A building on Rome's Capitoline hill, dating back to the middle of the 15th century A.D. The Palazzo dei Conservatori was originally the seat of a magistrate that administered the city during the late Middle Ages, and its halls are still occasionally used for political meetings. Its chief function today is as a museum; part of a trio of buildings known as the Capitoline Museums.
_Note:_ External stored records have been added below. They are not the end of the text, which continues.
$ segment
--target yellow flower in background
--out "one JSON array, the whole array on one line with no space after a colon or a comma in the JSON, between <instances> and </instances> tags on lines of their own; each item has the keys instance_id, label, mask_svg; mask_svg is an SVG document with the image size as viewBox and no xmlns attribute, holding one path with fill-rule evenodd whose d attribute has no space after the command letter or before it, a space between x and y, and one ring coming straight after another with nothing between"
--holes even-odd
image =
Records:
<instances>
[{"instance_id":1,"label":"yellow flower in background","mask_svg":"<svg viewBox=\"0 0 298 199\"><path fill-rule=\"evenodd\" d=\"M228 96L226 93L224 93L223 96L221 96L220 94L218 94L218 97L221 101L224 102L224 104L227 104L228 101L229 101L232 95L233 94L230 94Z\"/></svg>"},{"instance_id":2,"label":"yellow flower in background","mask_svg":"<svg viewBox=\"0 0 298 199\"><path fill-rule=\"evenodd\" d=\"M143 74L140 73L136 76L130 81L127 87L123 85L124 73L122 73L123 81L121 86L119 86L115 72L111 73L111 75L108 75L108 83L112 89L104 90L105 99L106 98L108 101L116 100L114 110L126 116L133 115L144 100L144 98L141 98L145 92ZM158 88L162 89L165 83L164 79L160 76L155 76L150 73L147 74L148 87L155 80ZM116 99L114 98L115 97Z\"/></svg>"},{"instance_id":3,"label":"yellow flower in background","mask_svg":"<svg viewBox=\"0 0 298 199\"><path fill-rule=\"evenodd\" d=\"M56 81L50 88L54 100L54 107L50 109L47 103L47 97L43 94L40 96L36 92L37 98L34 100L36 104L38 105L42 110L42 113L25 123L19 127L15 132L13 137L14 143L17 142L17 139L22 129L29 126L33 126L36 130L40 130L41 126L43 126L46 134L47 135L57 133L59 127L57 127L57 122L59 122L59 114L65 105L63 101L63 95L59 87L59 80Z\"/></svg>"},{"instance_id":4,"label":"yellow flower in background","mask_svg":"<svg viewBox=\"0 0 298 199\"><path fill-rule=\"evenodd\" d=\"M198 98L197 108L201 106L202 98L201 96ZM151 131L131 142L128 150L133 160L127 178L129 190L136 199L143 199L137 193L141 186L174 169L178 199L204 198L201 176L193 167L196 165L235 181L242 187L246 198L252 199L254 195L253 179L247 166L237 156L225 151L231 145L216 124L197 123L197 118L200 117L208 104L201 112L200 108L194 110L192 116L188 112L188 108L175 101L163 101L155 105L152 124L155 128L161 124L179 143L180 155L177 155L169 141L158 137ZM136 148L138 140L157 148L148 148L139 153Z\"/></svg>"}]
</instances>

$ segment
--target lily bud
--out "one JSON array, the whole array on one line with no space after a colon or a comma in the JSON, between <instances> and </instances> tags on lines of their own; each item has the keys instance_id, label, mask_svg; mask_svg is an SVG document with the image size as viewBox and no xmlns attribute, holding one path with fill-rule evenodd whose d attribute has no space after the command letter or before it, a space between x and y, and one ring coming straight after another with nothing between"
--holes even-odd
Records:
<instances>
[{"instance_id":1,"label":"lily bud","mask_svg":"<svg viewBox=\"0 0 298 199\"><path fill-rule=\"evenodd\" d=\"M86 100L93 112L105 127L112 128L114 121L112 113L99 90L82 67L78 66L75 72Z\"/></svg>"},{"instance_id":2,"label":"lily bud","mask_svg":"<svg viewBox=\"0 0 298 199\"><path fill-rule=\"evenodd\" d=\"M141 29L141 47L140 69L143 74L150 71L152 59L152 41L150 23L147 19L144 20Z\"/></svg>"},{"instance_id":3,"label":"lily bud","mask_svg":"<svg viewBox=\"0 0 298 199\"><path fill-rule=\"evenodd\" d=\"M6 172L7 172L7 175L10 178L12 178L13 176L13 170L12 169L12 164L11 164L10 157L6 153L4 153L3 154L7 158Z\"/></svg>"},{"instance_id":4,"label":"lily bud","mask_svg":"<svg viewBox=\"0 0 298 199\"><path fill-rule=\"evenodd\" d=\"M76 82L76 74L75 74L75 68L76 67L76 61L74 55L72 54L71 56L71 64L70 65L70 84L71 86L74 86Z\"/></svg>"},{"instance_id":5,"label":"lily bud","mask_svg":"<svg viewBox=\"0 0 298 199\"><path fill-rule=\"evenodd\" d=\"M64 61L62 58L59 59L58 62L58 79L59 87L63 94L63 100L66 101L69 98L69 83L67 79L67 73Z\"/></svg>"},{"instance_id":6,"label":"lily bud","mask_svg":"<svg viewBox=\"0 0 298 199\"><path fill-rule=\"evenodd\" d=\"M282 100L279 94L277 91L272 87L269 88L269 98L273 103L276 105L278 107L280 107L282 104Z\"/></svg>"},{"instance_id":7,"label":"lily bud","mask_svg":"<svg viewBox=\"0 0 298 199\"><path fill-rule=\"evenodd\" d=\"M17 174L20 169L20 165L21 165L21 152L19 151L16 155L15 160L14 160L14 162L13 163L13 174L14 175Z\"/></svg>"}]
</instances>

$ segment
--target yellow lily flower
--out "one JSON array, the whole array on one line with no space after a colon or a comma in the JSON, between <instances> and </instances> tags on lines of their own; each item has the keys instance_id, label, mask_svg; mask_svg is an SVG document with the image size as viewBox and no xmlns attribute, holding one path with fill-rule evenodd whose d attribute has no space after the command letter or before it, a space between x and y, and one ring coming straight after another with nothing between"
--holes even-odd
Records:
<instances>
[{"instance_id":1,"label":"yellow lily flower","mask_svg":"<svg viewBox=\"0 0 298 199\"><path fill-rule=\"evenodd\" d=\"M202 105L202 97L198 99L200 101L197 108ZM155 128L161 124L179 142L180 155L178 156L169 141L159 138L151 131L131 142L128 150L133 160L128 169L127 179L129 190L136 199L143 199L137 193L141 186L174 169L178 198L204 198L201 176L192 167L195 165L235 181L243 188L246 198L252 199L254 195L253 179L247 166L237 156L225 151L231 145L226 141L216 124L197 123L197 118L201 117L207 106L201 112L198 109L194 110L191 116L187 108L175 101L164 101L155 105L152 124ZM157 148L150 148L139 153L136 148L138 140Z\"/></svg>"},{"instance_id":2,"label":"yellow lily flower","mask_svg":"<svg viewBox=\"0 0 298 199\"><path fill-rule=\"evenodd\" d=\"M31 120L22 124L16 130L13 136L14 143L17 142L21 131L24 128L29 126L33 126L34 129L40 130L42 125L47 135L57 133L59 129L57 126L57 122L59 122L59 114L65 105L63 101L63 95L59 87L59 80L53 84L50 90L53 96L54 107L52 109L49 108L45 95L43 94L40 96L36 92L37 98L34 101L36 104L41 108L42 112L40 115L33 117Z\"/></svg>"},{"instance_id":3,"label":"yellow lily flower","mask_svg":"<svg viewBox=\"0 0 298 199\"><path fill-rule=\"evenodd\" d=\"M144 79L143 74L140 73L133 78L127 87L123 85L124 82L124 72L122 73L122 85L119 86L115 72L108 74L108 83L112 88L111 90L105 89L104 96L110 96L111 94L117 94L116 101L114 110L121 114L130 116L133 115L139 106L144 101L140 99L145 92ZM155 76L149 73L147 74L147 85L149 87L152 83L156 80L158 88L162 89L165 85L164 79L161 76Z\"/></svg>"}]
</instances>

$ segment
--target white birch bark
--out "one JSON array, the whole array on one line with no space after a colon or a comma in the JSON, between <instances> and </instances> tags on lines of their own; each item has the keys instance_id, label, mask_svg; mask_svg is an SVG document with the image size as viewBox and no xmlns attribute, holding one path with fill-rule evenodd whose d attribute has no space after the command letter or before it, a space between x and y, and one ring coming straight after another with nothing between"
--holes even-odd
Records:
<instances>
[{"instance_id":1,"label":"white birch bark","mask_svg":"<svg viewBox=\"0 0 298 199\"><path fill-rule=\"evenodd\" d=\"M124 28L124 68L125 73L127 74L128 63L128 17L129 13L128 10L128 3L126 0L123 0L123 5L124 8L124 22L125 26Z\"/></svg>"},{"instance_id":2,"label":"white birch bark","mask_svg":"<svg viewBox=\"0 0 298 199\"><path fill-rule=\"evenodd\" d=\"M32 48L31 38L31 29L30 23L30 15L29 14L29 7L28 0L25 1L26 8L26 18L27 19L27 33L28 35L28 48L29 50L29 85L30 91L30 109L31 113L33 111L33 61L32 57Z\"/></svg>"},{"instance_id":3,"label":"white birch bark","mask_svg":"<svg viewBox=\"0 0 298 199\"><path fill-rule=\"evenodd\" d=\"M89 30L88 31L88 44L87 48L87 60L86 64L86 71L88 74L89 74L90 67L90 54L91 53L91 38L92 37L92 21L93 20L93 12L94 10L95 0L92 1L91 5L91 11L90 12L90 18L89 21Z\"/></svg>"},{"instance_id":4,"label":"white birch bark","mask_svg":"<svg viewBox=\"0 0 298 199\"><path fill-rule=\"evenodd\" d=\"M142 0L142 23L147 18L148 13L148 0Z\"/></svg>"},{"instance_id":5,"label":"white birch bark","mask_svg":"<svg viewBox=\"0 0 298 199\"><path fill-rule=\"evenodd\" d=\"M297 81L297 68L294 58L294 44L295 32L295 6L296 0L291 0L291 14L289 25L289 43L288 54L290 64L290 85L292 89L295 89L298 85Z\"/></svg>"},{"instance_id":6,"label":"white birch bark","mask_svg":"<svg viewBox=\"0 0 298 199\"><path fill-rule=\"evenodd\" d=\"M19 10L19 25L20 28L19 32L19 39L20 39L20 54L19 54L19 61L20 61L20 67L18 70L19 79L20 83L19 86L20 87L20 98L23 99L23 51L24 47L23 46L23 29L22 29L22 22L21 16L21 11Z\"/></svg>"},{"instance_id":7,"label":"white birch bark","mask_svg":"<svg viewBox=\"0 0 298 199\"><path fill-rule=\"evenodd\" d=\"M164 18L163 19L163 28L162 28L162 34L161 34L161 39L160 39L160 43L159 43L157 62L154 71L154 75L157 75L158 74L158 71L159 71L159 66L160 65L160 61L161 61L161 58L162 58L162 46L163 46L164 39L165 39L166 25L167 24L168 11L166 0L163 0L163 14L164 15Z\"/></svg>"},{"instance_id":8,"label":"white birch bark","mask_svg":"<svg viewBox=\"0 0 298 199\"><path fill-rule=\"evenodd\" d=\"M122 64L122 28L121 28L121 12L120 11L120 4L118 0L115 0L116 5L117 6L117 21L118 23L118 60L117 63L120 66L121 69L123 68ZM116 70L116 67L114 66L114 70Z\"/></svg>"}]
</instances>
Both the Palazzo dei Conservatori and it’s neighbour, the Palazzo Nuovo have grand facades designed by Michelangelo in the 1530's. The building originally featured a portico on the ground floor and Guelf-cross shaped windows. Michelangelo removed these features and added gigantic Corinthian pilasters and pillars on high pedestals, and crowned the building with a balustrade and statues. Giacomo della Porta redesigned the interior of the Palazzo dei Conservatori in 1563, changing the first floor and altering Michelangelo's plan by enlarging the central front window.
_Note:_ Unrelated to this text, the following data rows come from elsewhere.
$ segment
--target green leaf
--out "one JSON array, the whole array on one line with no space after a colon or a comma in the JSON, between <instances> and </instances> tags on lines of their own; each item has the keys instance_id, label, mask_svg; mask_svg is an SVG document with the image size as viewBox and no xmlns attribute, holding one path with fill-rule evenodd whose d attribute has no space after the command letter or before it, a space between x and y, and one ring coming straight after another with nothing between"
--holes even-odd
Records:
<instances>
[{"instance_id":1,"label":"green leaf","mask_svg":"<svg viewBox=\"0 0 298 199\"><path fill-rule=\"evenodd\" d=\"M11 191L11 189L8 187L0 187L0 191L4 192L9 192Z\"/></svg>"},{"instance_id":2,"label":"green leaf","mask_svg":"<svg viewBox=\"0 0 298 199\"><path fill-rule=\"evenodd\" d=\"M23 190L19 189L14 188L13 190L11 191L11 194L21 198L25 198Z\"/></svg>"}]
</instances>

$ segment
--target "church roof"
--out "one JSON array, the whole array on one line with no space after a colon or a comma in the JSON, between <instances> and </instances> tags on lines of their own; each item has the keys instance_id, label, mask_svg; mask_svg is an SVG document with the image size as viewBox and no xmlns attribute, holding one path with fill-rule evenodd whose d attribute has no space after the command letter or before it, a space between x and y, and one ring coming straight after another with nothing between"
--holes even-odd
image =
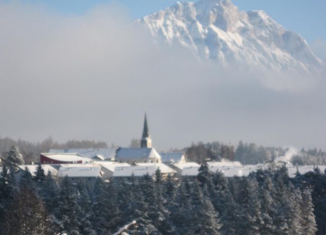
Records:
<instances>
[{"instance_id":1,"label":"church roof","mask_svg":"<svg viewBox=\"0 0 326 235\"><path fill-rule=\"evenodd\" d=\"M160 158L154 148L120 148L117 151L116 158Z\"/></svg>"},{"instance_id":2,"label":"church roof","mask_svg":"<svg viewBox=\"0 0 326 235\"><path fill-rule=\"evenodd\" d=\"M143 135L142 138L147 138L149 137L149 129L148 129L148 124L147 123L147 116L145 114L145 119L144 120L144 128L143 129Z\"/></svg>"}]
</instances>

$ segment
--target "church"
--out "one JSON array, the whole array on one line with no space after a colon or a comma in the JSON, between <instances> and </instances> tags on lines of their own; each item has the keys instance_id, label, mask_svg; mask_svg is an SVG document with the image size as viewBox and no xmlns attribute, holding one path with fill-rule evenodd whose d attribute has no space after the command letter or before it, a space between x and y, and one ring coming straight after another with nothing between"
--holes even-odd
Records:
<instances>
[{"instance_id":1,"label":"church","mask_svg":"<svg viewBox=\"0 0 326 235\"><path fill-rule=\"evenodd\" d=\"M152 147L152 139L146 113L140 144L140 148L119 148L116 153L115 160L132 165L138 163L161 163L160 155Z\"/></svg>"}]
</instances>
In a courtyard of the Palazzo dei Conservatori resides the great head and a few of the enormous limbs of the Colossus of Constantine. On the first floor are many statues, and four notable reliefs taken from a monument to Marcus Aurelius, which show scenes of the emperor offering a sacrifice, driving a chariot, granting mercy to captives and receiving the mysterious "orb of power". The tomb of child prodigy Q. Sulpicius Maximus was moved here upon it's discovery beneath the Porta Salaria. On the second floor is a large main room called the Sale dei Conservatori, where Giuseppe Cesari frescoed episodes from the reigns of the early kings and the mythological origins of Rome. Also housed here is the famous Capitoline She-Wolf, a 6th or 5th century B.C. Etruscan bronze. The She-Wolf herself is thought to be the work of Vulca of Veii, while the suckling figures of Romulus and Remus were likely added later by Antonio Pollaiuolo. The third floor contains a large collection of oil paintings. Chief among the paintings that have been displayed are Giovanni Bellini's Portrait of a Young Man and Titian's Baptism of Christ.